Re: Two fsync related performance issues? - Mailing list pgsql-hackers

From Craig Ringer
Subject Re: Two fsync related performance issues?
Date
Msg-id CAMsr+YHtLs-OTqOi2Vn3HRUsa=mB1ObWJtfPuVVq+Z5Z-Ewz3g@mail.gmail.com
Whole thread Raw
In response to Re: Two fsync related performance issues?  (Michael Paquier <michael@paquier.xyz>)
Responses Re: Two fsync related performance issues?
List pgsql-hackers


On Wed, 14 Oct 2020, 13:06 Michael Paquier, <michael@paquier.xyz> wrote:
On Wed, Oct 14, 2020 at 02:48:18PM +1300, Thomas Munro wrote:
> On Wed, Oct 14, 2020 at 12:53 AM Michael Banck
> <michael.banck@credativ.de> wrote:
>> One question about this: Did you consider the case of a basebackup being
>> copied/restored somewhere and the restore/PITR being started? Shouldn't
>> Postgres then sync the whole data directory first in order to assure
>> durability, or do we consider this to be on the tool that does the
>> copying? Or is this not needed somehow?
>
> To go with precise fsyncs, we'd have to say that it's the job of the
> creator of the secondary copy.  Unfortunately that's not a terribly
> convenient thing to do (or at least the details vary).
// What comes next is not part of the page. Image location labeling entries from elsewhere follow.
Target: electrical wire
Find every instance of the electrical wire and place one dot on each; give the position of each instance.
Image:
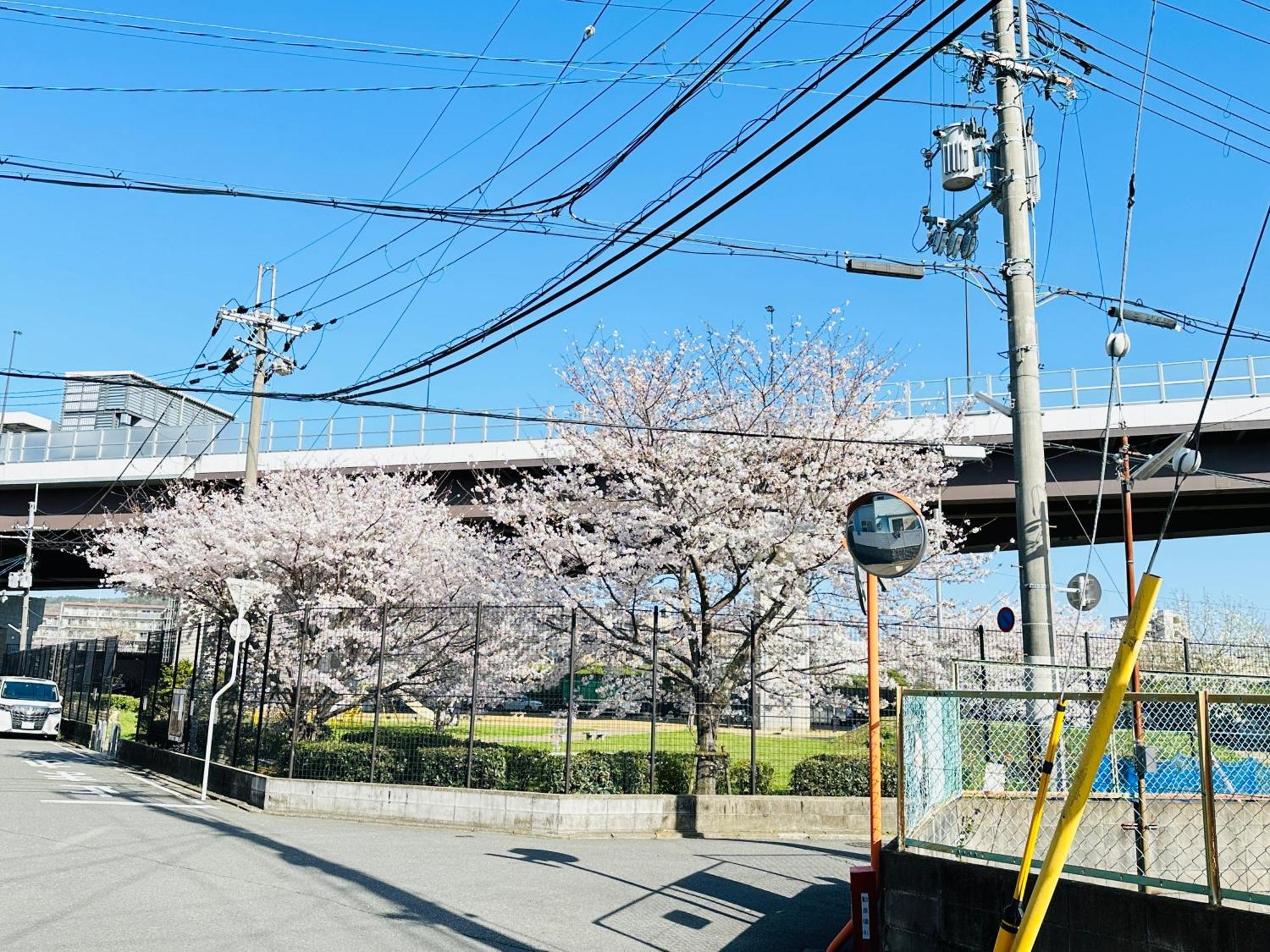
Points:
(492, 328)
(1208, 393)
Yeah, it is safer to assume that it is the responsability of the
backup tool to ensure that because it could be possible that a host is
unplugged just after taking a backup, and having Postgres do this work
at the beginning of archive recovery would not help in most cases.

Let's document that assumption in the docs for pg_basebackup and the file system copy based replica creation docs. With a reference to initdb's datadir sync option.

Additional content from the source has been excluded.